He summed up his company’s fiscal first-quarter performance around zero profitability on an adjusted EBITDA basis which “in relative terms is excellent,” a good top-line performance particularly in the U.S., margin pressure evident, and a continued story of focusing on top customers, the U.S. and on innovations.

“We are still expecting a profit for this fiscal year. But we feel very comfortable without any debt to have a slight loss in a market where we see big red numbers at the moment. So we know that in relative terms, this is pretty good and we believe in the first six months of next year the market will improve and therefore we still guide for profitability for fiscal year 2024, which ends next June.”

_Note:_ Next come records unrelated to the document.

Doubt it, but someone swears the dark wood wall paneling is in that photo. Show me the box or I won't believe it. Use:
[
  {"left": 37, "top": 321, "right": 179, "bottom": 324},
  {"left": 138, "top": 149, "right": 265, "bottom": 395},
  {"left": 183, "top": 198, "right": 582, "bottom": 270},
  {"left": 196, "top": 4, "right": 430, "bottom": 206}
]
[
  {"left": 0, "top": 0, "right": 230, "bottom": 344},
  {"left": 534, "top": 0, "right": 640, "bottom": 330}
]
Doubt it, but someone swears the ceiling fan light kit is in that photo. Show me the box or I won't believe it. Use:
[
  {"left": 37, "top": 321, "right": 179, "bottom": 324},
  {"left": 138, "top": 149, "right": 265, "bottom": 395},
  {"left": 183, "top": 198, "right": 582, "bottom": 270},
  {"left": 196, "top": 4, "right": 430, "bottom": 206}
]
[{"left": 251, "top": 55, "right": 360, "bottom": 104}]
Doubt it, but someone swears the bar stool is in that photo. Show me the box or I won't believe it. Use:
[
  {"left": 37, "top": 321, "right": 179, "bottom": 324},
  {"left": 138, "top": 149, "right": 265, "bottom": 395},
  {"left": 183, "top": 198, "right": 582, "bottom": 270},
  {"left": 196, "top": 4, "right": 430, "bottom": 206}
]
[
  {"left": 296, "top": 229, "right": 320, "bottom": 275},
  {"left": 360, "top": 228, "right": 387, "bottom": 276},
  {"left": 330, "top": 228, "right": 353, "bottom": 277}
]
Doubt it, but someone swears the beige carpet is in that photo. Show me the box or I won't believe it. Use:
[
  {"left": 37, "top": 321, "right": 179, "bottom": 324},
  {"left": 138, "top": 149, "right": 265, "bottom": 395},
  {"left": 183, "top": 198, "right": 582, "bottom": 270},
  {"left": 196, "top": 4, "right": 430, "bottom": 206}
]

In his prepared statement, Kliger said, “We are pleased with our results in a very difficult macro environment. With our positive revenue growth and a small adjusted EBITDA loss, we demonstrated the fundamental strength of our business model compared to peers. As expected, we saw a continued slowdown in demand with aspirational customers across all geographies and a high promotional intensity in the market.

“We achieved strong double-digit revenue growth in the United States, grew again our business with our global top customers over-proportionally and managed to mitigate significant margin pressures with cost reductions. With our resilient business model and our focus on the high-spending, wardrobe building customers, we will be best positioned to benefit and accelerate when market conditions improve.”